MINOR: bind-conf: support a new shards value: "by-group"

Setting "shards by-group" will create one shard per thread group. This
can often be a reasonable tradeoff between a single one that can be
suboptimal on CPUs with many cores, and too many that will eat a lot
of file descriptors. It was shown to provide good results on a 224
thread machine, with a distribution that was even smoother than the
system's since here it can take into account the number of connections
per thread in the group. Depending on how popular it becomes, it could
even become the default setting in a future version.
diff --git a/doc/configuration.txt b/doc/configuration.txt
index 1996d73..3adab34 100644
--- a/doc/configuration.txt
+++ b/doc/configuration.txt
@@ -15141,7 +15141,7 @@
   See https://www.rfc-editor.org/rfc/rfc9000.html#section-8.1.2 for more
   information about QUIC retry.
 
-shards <number> | by-thread
+shards <number> | by-thread | by-group
   In multi-threaded mode, on operating systems supporting multiple listeners on
   the same IP:port, this will automatically create this number of multiple
   identical listeners for the same line, all bound to a fair share of the number
@@ -15157,7 +15157,11 @@
   thread). The special "by-thread" value also creates as many shards as there
   are threads on the "bind" line. Since the system will evenly distribute the
   incoming traffic between all these shards, it is important that this number
-  is an integral divisor of the number of threads.

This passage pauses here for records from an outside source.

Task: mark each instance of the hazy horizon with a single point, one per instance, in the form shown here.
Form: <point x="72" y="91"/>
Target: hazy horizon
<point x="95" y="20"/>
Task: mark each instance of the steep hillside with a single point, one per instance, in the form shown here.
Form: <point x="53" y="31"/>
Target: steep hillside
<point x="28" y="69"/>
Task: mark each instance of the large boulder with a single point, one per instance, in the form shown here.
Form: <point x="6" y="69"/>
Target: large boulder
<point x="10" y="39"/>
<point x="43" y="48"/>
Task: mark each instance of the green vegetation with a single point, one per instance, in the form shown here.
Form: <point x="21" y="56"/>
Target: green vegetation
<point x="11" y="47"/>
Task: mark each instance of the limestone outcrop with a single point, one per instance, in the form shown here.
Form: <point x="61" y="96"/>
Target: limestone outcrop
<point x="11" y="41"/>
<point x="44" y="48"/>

+  is an integral divisor of the number of threads. Alternately, the other
+  special value "by-group" will create one shard per thread group. This can
+  be useful when dealing with many threads and not wanting to create too many
+  sockets. The load distribution will be a bit less optimal but the contention
+  (especially in the system) will still be lower than with a single socket.
 
 ssl
   This setting is only available when support for OpenSSL was built in. It
diff --git a/src/cfgparse.c b/src/cfgparse.c
index aba342d..a978721 100644
--- a/src/cfgparse.c
+++ b/src/cfgparse.c
@@ -2972,9 +2972,11 @@
 				shards = bind_conf->settings.shards;
 				todo = thread_set_count(&bind_conf->thread_set);
 
-				/* special values: -1 = "by-thread" */
+				/* special values: -1 = "by-thread", -2 = "by-group" */
 				if (shards == -1)
 					shards = todo;
+				else if (shards == -2)
+					shards = my_popcountl(bind_conf->thread_set.grps);
 
 				/* no more shards than total threads */
 				if (shards > todo)
diff --git a/src/listener.c b/src/listener.c
index ce7f569..5fe714b 100644
--- a/src/listener.c
+++ b/src/listener.c
@@ -1854,7 +1854,7 @@
 	return 0;
 }
 
-/* parse the "shards" bind keyword. Takes an integer or "by-thread" */
+/* parse the "shards" bind keyword. Takes an integer, "by-thread", or "by-group" */
 static int bind_parse_shards(char **args, int cur_arg, struct proxy *px, struct bind_conf *conf, char **err)
 {
 	int val;
@@ -1866,6 +1866,8 @@
 
 	if (strcmp(args[cur_arg + 1], "by-thread") == 0) {
 		val = -1; /* -1 = "by-thread", will be fixed in check_config_validity() */
+	} else if (strcmp(args[cur_arg + 1], "by-group") == 0) {
+		val = -2; /* -2 = "by-group", will be fixed in check_config_validity() */
 	} else {
 		val = atol(args[cur_arg + 1]);
 		if (val < 1 || val > MAX_THREADS) {